I was 27 years old when my Dad passed away. My Mom was the age that I am now. The only child I had when Dad died, was twenty-three and a half months old - the exact age his first born child is now. The years have flown by. My first few Father's Days after Dad passed away, were very difficult - in part because few people my age had lost their fathers. Eventually they got easier... time eases pain - I celebrated memories.

For some reason, it has been harder again this year.

Since Mom came to live with us, she has revitalized Dad's presence. She enjoys reminiscing and telling stories about their life together. I am happy she can remember and don't even mind when her memories are slightly skewed. Mom's advancing age has brought back memories of my own - like when my Dad's mother was put in a nursing home at age 83. He hated it. I remember at age 14, running from the nursing home in tears because Grandma was tied in a chair and mumbled incoherently. She had only been there a few months. Dad followed me outside and tried to comfort me. It was just as hard for him to see her like that.

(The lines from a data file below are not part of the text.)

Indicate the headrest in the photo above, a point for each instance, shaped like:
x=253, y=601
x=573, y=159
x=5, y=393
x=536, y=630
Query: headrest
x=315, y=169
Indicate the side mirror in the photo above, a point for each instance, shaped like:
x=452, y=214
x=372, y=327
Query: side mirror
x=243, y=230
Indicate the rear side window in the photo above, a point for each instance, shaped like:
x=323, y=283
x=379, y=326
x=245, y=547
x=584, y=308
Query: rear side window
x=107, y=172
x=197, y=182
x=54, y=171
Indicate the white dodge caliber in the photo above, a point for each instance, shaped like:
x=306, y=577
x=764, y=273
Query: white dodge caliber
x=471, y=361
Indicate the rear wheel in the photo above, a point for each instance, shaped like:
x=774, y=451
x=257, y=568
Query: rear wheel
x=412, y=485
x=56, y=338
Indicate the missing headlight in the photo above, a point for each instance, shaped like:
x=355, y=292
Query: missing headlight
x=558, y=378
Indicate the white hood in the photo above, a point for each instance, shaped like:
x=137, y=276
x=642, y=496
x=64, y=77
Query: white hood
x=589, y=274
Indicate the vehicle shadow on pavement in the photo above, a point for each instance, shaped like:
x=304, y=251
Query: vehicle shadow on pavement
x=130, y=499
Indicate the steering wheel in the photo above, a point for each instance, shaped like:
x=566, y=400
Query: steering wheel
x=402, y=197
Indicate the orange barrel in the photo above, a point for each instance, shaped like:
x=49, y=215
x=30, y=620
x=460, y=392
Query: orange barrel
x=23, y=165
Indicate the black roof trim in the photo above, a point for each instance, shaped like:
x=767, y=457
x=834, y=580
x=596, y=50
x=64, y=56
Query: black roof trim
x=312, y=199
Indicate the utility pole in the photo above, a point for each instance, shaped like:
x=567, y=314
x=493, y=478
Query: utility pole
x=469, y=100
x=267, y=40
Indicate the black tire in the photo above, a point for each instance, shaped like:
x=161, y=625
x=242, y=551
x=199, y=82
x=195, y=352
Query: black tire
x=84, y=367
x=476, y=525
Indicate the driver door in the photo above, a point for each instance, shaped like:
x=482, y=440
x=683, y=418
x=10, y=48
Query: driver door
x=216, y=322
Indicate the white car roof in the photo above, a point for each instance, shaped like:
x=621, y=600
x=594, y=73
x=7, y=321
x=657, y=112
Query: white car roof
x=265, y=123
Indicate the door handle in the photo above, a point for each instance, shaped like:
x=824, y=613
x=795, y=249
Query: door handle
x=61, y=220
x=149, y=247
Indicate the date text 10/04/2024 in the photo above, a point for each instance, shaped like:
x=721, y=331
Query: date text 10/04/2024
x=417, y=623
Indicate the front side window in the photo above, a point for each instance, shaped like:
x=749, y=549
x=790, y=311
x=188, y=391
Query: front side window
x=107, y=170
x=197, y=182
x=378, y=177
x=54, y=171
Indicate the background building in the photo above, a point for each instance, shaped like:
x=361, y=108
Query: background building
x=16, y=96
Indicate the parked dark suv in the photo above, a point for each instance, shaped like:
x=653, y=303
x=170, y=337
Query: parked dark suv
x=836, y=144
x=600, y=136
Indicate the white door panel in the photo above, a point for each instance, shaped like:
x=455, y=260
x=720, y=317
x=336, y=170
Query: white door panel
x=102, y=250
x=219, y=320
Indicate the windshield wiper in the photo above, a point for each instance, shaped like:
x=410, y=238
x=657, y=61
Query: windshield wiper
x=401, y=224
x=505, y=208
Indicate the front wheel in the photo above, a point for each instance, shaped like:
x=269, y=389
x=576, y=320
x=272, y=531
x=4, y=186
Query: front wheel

When my Dad was dying of cancer, he said he wanted to die at home. Mom did everything she could so that could happen. I recall talking with Dad in the days before he passed away. I don't remember his telling or asking me to 'take care' of Mom. There was no need to at that time. But nearly three decades later, as her memory began to fail and her physical stamina waned, I will not pretend that my Dad didn't have an influence on my wanting Mom to live with us.

Because, someday I am going to meet him again. It may be when I'm as old as Mom... or it may be before she dies... no matter. When it happens, I'll be able to look at him and tell him, as I did with the other events of my youth, "I did my best Dad..... I kept her happy and safe, for as long as I could." 

It's one of the ways I live to honor him. Happy Father's Day Dad!